Samstag, April 22, 2006

Dutch guy beats them all

Lange hat es gedauert, endlich hat es geklappt. Die vor rund einem Monat gegründete KBS Poker Series fand am vergangenen Donnerstag ihre Fortsetzung.

Lange Pause war spürbar

Die Besetzung war wie immer hochkarätig. Alle waren sie am Start: Karin (heute als einzige aktive Lady, Sandra musste lange arbeiten), Melk, Christoph, Stephan, Ayold (ein unerschrockener Holländer, der gerade ein Praktikum in der Schweiz absolviert), Rouven (unser Gastgeber) und Reto (The Dealer).

Der Poker-Entzug war bei allen spürbar. Die Zocker konnten es kaum erwarten, endlich wieder mit den Chips um sich zu werfen. Der Start war sehr verhalten. Die Aggressivität, welche die 1. Austragung der KBS Poker Series geprägt hatte, war verflogen. Jeder versuchte, aus den Fehlern zu lernen, den meisten gelang dies nur sehr bedingt.

Zurückhaltender Beginn

Melk (The Cow) gewann die erste Hand. Er spielte grandios! Er hatte eine Strasse, die er nicht sah (Ayold half ihm etwas auf die Sprünge, denn auch alle anderen Spieler hatten die Strasse nicht bemerkt, inklusive mir, den vermeintlichen Sieger dieser Runde...). Auch nachher spielte Melk perfekt, um 2200 wollte er fertig sein, was ihm auch gelang. Er verliess als erster den Tisch.

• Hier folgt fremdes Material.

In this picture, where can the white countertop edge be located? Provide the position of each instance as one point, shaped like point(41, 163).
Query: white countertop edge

Ohne Natascha wirkte er strategielos.

Zuvor lieferte ich mir noch ein kleines Techtelmechtel mit Rouven. Wir warfen kräftig Chips in die Mitte. Ich dachte, Rouven blufft. Rouven wusste, dass er blufft. Am Schluss wurde aus dem Bluff eine Strasse vom Ass absteigend. Meine Zwei-Paar waren dagegen heisse Luft!

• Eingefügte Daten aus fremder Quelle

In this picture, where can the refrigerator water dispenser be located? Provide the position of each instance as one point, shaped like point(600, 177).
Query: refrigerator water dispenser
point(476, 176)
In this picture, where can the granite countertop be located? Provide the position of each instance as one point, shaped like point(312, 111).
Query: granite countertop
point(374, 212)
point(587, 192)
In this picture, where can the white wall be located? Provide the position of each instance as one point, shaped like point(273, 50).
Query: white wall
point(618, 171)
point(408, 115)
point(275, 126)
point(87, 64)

Anschliessend wurde fleissig gezockt und geblufft. Schon bald zeichnete sich ab, dass Ayold eine harte Nuss sein würde. Seine Attacken waren hart und schockierten auch die erfahrenen Spieler. Er gewann viele Hände, ohne die Karten zeigen zu müssen. Die Unsicherheit gegenüber dem Neuling stieg.

Karin's Pausenshows

Karin war für die Pausenunterhaltung zuständig. Mit angedeuteten Stripshows wurden die Gemüter aufgeheizt. Zudem bereitete ihr das Essen etwas mühe. So kam es, dass Chips (nicht die zum Spielen, sondern die zum Essen) auf den Spieltisch flogen. Sie wollte die Reinigung der Glasplatte gleich selber übernehmen und fing an, die Tischplatte abzulutschen. Das Spiel musste kurzzeitig unterbrochen werden. Die kontaminierte Tischplatte wurde gereinigt und desinifiziert.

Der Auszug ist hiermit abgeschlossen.